From Chapter Eleven : Cold Comforts
The refrigerator -- the reason we get to eat fresh foods all year long -- has taken the place of the hearth as a symbol of the comfort of food. The image of a woman's face lit by the fire as she stirs a cheerfully bubbling pot has been replaced by the image of someone's face lit by the refrigerator light as he or she peers in, looking for something to munch on. Fires and hearths were beautiful and inspired hundreds of poetic images, but few poets have composed verses about refrigerators, which are ungainly and ungraceful. In fact, to compare someone or something to the homely refrigerator is a common form of humorous derogation. The associative power of food, however, is such that, despite the refrigerator's aesthetic deficiencies, we are comforted by its hum much as people were once comforted by the crackling of the fire, and when we open a malfunctioning refrigerator to find darkness and warmth we feel an emptiness that is something like what people used to feel when the fire was dead and cold.
Despite how important our refrigerators are to us, practically and emotionally, most people probably under-use or misuse these splendid machines. Experts on home food storage would like us to rely on them even more than we have been accustomed to, and to be a bit more careful in doing so.
Refrigerator and Freezer Temperatures
Generally Speaking. To keep your food safe and ensure its long life, you must keep your refrigerator cold. The USDA says to keep your refrigerator at 40° and your freezer at 0°F. Other food-storage experts say that your refrigerator compartment is best maintained at temperatures above 32° and below 40°F, say 34-38°F. The ideal storage temperature for many refrigerated foods, in fact, is as close as you can get to 32°F without freezing. But according to the 1999 Food Code (a U.S. Public Health Service set of model regulations for food services without the force of law), studies show that home refrigerators are far too warm, with typical homes showing refrigerator temperatures between 41° and 50°F, one in four with temperatures over 45°F, and one in ten showing temperatures of 50°F or higher!

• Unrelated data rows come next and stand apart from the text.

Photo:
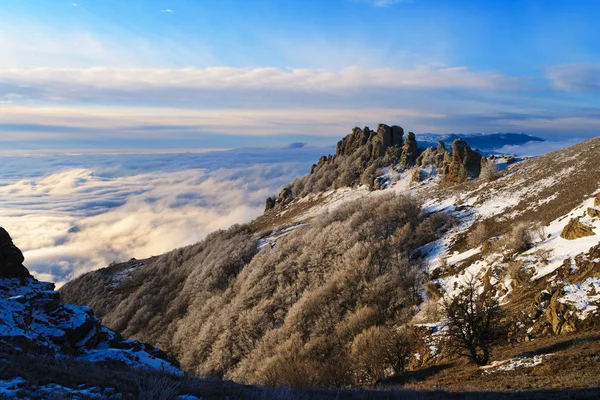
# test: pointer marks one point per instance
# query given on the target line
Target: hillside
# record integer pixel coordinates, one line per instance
(356, 259)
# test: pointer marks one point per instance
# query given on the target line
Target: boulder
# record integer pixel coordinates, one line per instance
(11, 258)
(409, 151)
(593, 212)
(285, 196)
(417, 176)
(575, 229)
(397, 135)
(465, 163)
(270, 204)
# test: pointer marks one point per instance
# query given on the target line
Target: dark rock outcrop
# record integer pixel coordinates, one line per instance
(575, 229)
(34, 321)
(269, 203)
(11, 258)
(373, 143)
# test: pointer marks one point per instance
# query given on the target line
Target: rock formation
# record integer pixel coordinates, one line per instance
(575, 229)
(410, 151)
(11, 258)
(465, 163)
(34, 321)
(375, 143)
(438, 157)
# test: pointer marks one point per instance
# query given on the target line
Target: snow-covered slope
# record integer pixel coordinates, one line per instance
(482, 141)
(33, 322)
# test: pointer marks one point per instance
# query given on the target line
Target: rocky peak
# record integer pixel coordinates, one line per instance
(465, 163)
(11, 258)
(374, 143)
(32, 320)
(576, 229)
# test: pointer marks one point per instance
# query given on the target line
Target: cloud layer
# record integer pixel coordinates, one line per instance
(72, 214)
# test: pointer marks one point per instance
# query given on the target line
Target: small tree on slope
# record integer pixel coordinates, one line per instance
(474, 322)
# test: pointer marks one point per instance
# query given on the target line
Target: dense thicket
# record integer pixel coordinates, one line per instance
(308, 311)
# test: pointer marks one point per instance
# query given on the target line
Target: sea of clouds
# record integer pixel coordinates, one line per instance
(75, 213)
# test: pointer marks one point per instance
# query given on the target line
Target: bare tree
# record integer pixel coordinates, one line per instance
(489, 171)
(474, 322)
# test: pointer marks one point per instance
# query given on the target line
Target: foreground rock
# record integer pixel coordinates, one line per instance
(575, 229)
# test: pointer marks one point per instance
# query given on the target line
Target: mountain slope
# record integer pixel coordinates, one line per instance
(293, 298)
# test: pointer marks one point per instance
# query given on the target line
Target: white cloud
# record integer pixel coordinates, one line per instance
(532, 149)
(189, 83)
(581, 78)
(76, 214)
(385, 3)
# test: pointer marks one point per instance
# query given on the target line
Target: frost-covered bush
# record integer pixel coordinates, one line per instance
(286, 315)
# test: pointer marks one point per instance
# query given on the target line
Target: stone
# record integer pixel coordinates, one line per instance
(465, 163)
(575, 229)
(285, 195)
(270, 204)
(11, 258)
(593, 212)
(417, 176)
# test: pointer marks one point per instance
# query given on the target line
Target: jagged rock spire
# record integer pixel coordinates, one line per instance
(11, 258)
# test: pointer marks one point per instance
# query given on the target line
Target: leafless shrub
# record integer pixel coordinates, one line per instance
(517, 273)
(474, 322)
(489, 171)
(432, 311)
(378, 351)
(519, 239)
(478, 236)
(540, 230)
(286, 315)
(543, 255)
(157, 387)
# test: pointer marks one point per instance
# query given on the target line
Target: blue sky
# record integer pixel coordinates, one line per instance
(183, 74)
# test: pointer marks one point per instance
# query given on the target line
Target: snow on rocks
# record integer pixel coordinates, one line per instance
(277, 234)
(514, 363)
(20, 388)
(33, 320)
(561, 249)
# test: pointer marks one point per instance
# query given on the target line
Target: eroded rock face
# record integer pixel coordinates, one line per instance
(410, 151)
(575, 229)
(465, 163)
(11, 258)
(374, 143)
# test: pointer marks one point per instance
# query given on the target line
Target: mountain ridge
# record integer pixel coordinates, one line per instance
(282, 286)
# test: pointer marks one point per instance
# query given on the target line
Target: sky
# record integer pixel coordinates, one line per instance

Because it is so important, and so difficult, to gauge whether your refrigerator is actually in the safe temperature range, get a thermometer for your refrigerator and another one for the freezer compartment. "Refrigerator-freezer thermometers," which register temperatures from 70°F down to -30°F, can be bought at a hardware store or home center. The thermometers will tell you quickly when something is going wrong and will help you select the desirable control setting. If you do not have a thermometer, you can tell that your refrigerator is too cold if milk or leftovers get ice in them. It is too warm if you notice that milk turns sour too quickly or that things do not feel quite cold to the touch.

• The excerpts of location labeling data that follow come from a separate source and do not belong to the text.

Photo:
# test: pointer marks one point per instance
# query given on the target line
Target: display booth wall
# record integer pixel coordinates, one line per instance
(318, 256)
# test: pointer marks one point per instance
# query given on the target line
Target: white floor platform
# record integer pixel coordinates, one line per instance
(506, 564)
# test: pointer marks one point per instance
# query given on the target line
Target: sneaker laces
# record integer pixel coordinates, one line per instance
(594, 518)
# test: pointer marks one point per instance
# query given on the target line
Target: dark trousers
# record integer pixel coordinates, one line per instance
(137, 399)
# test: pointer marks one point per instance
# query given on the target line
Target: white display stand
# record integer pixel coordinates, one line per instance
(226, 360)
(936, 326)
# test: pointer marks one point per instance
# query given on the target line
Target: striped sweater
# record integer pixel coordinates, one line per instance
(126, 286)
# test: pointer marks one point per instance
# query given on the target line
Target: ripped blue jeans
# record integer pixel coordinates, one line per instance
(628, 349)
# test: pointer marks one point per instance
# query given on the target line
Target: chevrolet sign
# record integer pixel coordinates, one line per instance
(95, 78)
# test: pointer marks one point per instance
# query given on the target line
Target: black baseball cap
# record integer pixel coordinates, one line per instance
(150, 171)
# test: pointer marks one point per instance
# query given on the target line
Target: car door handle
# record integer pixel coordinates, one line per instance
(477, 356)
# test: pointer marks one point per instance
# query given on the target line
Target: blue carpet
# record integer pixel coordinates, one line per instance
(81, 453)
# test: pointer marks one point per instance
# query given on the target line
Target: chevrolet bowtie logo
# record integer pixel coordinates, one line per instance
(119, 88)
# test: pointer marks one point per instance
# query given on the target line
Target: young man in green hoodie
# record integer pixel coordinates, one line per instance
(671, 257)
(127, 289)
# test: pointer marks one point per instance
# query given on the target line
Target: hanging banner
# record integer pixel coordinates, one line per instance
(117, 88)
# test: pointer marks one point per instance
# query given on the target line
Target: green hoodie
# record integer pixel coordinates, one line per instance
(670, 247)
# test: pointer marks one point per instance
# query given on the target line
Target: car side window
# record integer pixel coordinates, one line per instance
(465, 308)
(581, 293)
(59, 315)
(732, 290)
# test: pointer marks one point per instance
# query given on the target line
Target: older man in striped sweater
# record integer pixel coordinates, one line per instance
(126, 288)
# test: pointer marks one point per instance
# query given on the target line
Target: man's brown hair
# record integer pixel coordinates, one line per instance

Frequently opening the refrigerator raises its temperature, so you should avoid doing so unnecessarily. The refrigerator may also tend to warm up in hot, humid weather. The more foods you crowd into your refrigerator, too, the warmer the foods may be; crowding interferes with the free circulation of air. Aside from these factors, your refrigerator may also have warmer and colder regions inside, depending on its type and design.